Se as instruções para utilização especificarem uma faixa mais restrita de condições ambientais transitórias de operação, essas condições devem ser: justificadas no ARQUIVO DE GERENCIAMENTO DE RISCO; marcadas no EQUIPAMENTO EM, a não ser que esta marcação não seja viável na prática. Nesse caso, a faixa mais restrita precisa ser informada apenas nas instruções para utilização. Os símbolos 5.3.5 (ISO 7000-0534), 5.3.6 (ISO 7000-0533) ou 5.3.7 (ISO 7000-0632) da NBR ISO 15223-1:2015 podem ser utilizados para marcar a faixa de temperatura (ver Tabela C.1, símbolos 2, 3 e 4). O símbolo 5.3.8 (ISO 7000-2620) da ABNT NBR ISO 15223-1:2015 pode ser utilizado para marcar a faixa de umidade (ver Tabela C.1, símbolo 5), e o símbolo 5.3.9 (ISO 7000-2621) da NBR ISO 15223-1:2015 pode ser utilizado para marcar a faixa de pressão atmosférica (ver Tabela C.1, símbolo 6).

Quando o EQUIPAMENTO EM possuir marcações diferentes para as condições contínuas de operação (ver 4.2.2.1) e as condições transitórias de operação, essas marcações devem estar acompanhadas de uma marcação complementar (como, por exemplo, texto apropriado). O EQUIPAMENTO EM deve estar em conformidade com suas especificações e com todos os requisitos desta norma, quando operado em UTILIZAÇÃO NORMAL, nas condições ambientais de operação especificadas.
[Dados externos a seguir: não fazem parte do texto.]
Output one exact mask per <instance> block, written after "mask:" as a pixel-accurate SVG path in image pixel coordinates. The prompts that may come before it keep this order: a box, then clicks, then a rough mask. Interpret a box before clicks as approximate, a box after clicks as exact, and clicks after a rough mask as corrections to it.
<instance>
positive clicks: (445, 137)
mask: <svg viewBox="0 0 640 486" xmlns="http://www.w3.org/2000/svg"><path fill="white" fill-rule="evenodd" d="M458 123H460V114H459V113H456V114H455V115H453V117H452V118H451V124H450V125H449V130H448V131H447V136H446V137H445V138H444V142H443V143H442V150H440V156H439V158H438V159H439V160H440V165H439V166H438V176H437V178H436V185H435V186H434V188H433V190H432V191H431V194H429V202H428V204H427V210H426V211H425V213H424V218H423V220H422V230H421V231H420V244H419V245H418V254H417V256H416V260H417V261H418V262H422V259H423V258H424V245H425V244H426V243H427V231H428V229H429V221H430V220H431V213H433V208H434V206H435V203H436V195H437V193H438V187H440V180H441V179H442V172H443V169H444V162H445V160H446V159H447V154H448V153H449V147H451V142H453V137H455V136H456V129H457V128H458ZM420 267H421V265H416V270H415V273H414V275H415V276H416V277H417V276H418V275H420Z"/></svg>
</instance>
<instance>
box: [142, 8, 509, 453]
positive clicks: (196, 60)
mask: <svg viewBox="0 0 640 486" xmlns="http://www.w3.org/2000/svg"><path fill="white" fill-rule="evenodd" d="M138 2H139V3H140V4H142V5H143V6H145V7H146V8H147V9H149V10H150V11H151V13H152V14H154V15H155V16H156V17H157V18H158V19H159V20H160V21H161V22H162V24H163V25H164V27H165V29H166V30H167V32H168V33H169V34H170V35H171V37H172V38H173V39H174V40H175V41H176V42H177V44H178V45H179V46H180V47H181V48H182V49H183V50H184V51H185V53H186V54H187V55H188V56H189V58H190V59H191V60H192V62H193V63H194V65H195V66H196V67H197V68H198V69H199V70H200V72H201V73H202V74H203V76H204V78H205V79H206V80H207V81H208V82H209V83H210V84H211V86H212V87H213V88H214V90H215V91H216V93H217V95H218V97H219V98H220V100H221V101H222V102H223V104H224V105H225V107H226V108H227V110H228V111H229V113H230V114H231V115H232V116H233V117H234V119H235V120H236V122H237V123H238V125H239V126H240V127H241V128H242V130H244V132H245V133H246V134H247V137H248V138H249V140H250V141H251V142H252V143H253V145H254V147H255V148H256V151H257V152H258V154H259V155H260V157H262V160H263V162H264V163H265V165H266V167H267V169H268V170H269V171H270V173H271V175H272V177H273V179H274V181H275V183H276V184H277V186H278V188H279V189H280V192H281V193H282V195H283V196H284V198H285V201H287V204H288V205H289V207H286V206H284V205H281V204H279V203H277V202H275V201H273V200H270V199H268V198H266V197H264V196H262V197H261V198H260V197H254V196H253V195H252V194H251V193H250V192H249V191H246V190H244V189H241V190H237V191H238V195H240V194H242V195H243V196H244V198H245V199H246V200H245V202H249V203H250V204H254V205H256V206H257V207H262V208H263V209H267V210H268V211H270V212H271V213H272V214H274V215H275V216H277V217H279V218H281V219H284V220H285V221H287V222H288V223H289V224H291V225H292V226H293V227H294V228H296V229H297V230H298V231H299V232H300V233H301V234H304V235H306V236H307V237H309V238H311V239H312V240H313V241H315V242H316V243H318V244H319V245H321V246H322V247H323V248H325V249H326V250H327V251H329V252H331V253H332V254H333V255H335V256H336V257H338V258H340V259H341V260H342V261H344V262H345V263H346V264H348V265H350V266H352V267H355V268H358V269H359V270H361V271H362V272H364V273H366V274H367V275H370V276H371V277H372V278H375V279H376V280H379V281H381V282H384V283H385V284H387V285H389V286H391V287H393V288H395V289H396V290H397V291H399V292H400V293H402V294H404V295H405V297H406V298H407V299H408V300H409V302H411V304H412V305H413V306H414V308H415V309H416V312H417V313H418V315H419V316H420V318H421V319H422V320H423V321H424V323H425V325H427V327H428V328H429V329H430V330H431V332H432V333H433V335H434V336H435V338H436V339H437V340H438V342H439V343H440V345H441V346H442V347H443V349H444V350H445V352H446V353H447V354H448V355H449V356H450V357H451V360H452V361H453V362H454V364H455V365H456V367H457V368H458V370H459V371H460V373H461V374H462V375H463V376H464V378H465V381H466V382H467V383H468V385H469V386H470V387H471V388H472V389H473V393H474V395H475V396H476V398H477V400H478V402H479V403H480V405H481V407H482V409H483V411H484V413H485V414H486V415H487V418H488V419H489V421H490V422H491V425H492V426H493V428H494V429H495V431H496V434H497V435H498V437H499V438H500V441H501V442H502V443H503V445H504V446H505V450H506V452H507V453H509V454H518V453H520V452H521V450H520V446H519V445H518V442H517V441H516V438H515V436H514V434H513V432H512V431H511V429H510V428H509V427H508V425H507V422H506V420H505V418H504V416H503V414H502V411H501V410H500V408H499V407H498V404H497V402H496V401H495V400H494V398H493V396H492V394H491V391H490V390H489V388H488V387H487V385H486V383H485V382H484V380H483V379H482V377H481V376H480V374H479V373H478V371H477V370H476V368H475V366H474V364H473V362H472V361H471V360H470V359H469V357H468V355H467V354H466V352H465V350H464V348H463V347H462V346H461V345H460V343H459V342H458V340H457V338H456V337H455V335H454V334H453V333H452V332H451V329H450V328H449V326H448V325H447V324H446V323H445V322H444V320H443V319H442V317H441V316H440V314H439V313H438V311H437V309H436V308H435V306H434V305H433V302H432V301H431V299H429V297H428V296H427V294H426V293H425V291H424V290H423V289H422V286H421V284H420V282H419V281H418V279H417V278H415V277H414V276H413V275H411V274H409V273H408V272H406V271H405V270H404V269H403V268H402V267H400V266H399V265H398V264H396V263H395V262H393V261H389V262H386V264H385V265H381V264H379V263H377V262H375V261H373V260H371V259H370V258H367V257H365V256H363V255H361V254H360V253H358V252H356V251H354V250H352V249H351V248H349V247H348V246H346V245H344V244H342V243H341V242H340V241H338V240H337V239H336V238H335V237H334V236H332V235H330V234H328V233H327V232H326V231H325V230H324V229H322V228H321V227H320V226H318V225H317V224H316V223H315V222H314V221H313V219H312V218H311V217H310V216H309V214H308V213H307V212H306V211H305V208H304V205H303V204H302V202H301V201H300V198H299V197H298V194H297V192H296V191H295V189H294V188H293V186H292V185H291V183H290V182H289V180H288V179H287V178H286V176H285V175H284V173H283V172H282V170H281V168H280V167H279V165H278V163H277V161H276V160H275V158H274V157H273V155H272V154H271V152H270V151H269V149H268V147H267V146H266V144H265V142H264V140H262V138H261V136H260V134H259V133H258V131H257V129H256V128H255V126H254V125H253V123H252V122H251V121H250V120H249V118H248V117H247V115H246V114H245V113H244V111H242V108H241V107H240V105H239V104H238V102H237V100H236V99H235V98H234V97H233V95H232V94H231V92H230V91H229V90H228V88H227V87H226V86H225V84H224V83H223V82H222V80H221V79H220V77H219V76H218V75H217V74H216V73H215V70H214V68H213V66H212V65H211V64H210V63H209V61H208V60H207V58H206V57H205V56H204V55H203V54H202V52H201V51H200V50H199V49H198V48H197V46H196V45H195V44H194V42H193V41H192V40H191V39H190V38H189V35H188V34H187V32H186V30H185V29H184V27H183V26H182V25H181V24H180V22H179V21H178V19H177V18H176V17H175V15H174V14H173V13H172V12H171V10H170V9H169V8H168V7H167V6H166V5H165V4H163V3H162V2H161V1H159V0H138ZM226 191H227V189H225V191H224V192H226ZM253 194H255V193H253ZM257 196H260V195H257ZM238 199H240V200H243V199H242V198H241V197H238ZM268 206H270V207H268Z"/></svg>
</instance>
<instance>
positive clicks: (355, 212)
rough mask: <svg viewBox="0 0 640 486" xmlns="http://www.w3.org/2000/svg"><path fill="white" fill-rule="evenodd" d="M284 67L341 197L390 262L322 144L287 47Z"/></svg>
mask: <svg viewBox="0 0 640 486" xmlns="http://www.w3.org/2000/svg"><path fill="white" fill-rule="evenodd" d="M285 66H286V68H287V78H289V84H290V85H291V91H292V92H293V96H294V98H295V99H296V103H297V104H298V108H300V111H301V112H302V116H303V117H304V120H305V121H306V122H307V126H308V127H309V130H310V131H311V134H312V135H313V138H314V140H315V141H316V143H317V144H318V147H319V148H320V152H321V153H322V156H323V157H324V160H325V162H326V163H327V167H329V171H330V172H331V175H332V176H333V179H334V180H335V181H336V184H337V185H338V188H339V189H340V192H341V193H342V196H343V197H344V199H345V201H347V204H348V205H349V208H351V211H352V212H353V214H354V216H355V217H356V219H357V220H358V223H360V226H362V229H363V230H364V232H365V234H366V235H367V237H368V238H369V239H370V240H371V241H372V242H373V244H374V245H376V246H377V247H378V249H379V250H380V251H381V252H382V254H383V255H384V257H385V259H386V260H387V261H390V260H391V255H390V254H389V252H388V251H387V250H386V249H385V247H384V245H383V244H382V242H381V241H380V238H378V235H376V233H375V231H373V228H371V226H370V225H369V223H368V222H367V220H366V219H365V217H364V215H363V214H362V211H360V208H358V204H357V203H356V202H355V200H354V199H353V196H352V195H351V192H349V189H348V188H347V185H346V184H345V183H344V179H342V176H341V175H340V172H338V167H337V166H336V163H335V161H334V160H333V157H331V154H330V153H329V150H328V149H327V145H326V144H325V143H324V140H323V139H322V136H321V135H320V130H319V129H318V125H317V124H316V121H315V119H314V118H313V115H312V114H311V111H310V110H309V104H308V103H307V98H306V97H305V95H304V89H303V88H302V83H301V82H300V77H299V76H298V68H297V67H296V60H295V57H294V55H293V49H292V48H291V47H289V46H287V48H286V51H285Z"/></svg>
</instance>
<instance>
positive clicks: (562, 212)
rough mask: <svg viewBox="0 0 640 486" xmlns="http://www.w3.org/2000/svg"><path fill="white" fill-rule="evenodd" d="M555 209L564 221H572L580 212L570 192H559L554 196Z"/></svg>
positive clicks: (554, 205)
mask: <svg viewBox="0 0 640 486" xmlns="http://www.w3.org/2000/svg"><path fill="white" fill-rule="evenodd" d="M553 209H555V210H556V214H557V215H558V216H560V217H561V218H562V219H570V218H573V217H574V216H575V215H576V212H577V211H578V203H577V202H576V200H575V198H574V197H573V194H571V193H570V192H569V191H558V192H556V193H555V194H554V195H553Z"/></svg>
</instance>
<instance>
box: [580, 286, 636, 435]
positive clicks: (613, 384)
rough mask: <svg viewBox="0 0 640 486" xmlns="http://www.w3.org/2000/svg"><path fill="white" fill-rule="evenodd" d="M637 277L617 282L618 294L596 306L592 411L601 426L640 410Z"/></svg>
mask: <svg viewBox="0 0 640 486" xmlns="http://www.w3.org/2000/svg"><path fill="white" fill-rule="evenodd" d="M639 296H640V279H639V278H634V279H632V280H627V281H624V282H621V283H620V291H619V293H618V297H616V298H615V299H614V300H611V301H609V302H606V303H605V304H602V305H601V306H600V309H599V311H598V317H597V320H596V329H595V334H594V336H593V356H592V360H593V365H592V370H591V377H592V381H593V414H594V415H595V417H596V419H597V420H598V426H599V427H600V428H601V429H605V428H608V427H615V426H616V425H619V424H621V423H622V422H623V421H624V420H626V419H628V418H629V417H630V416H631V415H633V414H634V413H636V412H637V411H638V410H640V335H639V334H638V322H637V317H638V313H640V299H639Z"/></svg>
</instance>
A conformidade é verificada por meio do seguinte ensaio e, quando uma faixa mais restrita estiver especificada nas instruções para utilização, por meio da inspeção do ARQUIVO DE GERENCIAMENTO DE RISCO. Expor o EQUIPAMENTO EM a 20 °C ± 4 °C: por pelo menos 6 h, ou para garantir que o EQUIPAMENTO EM atinja ESTABILIDADE TÉRMICA por pelo menos 2 h. Avaliar o EQUIPAMENTO EM em relação às suas especificações e garantir que ele forneça a SEGURANÇA BÁSICA e o DESEMPENHO ESSENCIAL.

Expor o EQUIPAMENTO EM às suas condições ambientais transitórias de operação mais baixas especificadas (temperatura 0 −4 °C e umidade relativa menor do que ou igual a 15 %), avaliando o EQUIPAMENTO EM em relação às suas especificações e garantindo que ele forneça a SEGURANÇA BÁSICA e o DESEMPENHO ESSENCIAL por 20 min. Expor o EQUIPAMENTO EM a 20 °C ± 4 °C: por, pelo menos, 6 h, ou para garantir que o EQUIPAMENTO EM atinja ESTABILIDADE TÉRMICA por pelo menos 2 h.